Aouad Ba-Obaid, a UNHCR field specialist working at the Mayfa'a Refugee Reception Center, confirms that an average of 95 to 120 people arrive to the Gulf of Aden coast daily, despite rough waves and unstable weather conditions.
“Since the beginning of this year, the Mayfa'a Reception Center has registered more than 9,800 arrivals, while the rest have found their way to major Yemeni cities,” Ba-Obaid says, adding that on many occasions, the center receives between 700 and 900 refugees in one day.
He continues, “Compared to past years, refugee voyages have increased notably this year, despite rough sea conditions, particularly in May and June, as people kept taking the chance to cross the rough sea rather than remain in their unsafe hometowns.”
All African refugees come to Yemen via risky voyages over the Red Sea, during which many lose their lives before even reaching the Yemeni coast.
“So far this year, there's been a notable decrease in the number of deaths of African refugees coming to the Yemeni coast, with only around 385 deaths being registered as a result of the risky sea voyages,” Ba-Obaid notes.
Two types of boats come to the Aden Gulf coast: small boats that can carry 25 to 30 people and big boats that carry between 100 and 150. However, small boats are better for making a safer, as well as a faster, journey. In the past, the cost was between $40 and $70, but it's now between $100 and $150.

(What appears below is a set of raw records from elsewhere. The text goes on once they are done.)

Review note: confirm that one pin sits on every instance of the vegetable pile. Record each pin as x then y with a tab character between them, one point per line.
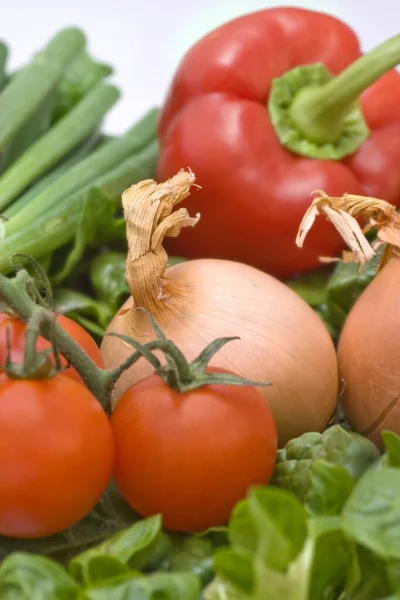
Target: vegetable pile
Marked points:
61	177
222	424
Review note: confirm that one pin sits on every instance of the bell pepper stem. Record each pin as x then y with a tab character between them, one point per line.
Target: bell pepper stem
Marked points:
318	111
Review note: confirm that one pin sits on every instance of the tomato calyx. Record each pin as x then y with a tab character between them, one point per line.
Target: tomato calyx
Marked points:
177	372
35	365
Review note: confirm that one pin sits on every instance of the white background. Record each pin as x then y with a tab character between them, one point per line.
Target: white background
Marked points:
145	39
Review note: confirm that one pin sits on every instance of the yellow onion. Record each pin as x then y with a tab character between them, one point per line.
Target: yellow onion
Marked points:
369	343
282	339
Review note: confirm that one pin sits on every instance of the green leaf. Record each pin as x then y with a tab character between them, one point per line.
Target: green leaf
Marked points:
335	445
320	569
131	547
96	209
160	586
236	565
32	577
73	303
372	514
242	531
190	554
110	515
330	486
3	61
392	446
311	286
108	278
367	576
280	522
222	589
393	572
344	288
82	76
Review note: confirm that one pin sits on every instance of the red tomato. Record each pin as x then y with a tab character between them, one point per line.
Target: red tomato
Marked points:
191	456
57	454
17	341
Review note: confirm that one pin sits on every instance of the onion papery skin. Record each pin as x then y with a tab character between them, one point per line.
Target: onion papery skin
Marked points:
369	357
282	339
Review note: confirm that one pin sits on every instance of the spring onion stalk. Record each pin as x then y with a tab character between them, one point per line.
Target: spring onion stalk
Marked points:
73	158
49	149
56	227
3	60
85	172
32	84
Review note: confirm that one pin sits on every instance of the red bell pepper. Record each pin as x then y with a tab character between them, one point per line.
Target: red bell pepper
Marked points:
265	110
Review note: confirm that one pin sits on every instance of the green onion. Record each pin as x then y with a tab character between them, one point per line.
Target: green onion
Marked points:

“The UNCHR team is strong and efficient, working 24 hours a day to meet all of the necessities of the refugees along the coast,” Ba-Obaid says.

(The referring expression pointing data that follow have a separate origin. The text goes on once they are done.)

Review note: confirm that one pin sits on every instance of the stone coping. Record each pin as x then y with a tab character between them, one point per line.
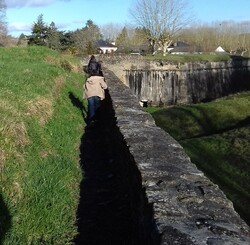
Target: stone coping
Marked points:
188	207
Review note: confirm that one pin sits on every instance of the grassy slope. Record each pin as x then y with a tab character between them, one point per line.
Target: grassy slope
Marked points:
216	136
40	131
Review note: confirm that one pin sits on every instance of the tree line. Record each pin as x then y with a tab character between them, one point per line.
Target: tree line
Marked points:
156	25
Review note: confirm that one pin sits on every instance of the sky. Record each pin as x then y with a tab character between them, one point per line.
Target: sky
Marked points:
68	15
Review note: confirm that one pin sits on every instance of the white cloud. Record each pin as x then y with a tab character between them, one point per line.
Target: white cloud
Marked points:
19	27
29	3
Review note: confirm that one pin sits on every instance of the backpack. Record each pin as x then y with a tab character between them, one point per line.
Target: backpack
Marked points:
93	66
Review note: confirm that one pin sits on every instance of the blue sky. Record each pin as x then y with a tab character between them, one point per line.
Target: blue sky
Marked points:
69	15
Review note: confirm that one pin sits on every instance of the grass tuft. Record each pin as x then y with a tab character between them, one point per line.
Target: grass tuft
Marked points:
40	132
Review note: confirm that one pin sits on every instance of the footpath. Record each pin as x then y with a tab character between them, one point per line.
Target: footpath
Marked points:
140	188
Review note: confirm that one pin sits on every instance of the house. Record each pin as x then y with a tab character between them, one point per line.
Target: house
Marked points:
180	48
105	47
220	50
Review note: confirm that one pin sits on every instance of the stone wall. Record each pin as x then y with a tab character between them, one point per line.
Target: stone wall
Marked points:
172	83
188	208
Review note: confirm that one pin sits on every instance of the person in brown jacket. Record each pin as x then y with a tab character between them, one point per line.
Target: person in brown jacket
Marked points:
94	93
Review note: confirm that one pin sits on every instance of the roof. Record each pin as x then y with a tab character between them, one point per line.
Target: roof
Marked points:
102	43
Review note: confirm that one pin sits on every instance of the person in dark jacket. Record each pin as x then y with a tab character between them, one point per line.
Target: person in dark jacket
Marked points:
94	93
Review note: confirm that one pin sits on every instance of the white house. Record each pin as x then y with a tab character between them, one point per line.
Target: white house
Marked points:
105	47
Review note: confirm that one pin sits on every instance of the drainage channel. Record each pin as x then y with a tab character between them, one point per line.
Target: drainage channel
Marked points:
113	207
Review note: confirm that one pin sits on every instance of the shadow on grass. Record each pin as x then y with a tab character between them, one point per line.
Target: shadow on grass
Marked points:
77	103
5	220
113	207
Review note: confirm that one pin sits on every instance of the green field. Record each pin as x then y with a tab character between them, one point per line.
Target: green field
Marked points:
216	136
40	132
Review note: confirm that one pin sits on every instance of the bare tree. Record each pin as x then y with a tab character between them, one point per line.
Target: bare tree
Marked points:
110	31
3	28
163	19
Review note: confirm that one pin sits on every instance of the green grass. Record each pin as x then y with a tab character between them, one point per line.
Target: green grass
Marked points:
40	135
182	58
216	136
188	121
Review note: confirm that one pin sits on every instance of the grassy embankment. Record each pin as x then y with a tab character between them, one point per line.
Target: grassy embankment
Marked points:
216	136
40	134
182	58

The Mayfa'a Refugee Reception Center is located in an isolated semi-arid area in Lahj governorate (approximately 100 miles west of Yemen's commercial capital, Aden) with harsh climactic conditions.
The refugee population permanently living in Kharaz Refugee Camp is comprised of mainly vulnerable individuals who are dependant upon UNHCR assistance, mainly refugee women and children. More than 60 percent of the camp's total population is under age 18, with women heading 50 percent of the families.

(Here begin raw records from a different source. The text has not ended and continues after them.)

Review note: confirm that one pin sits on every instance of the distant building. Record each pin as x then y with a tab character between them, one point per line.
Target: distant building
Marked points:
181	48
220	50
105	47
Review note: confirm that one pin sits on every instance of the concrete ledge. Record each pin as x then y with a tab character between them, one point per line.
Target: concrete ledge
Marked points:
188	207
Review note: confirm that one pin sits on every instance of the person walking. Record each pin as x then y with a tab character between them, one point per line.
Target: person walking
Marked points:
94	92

UNHCR senior protection officer Samer Haddadin says, “The number of refugee camps remains the same, but a new reception center has opened in Ahwar in Abyan.”
He adds, “Some 3,228 refugees arrived in January and 2,502 in May, while 606 refugees were registered last month, although not daily. The largest boat that came had 95 people in it.”
UNHCR has a responsibility to assist governments in identifying and protecting refugees within migratory flows, so the Yemeni government, represented by the Human Rights Ministry, plans to draft a National Law for Refugees to the Yemeni Parliament to insure more protection measures for African arrivals seeking refuge in Yemen.
“Regarding the national law to protect refugees, the Human Rights Ministry has suggested the Yemeni Parliament form a committee, of which UNCHR is part,” Haddadin said.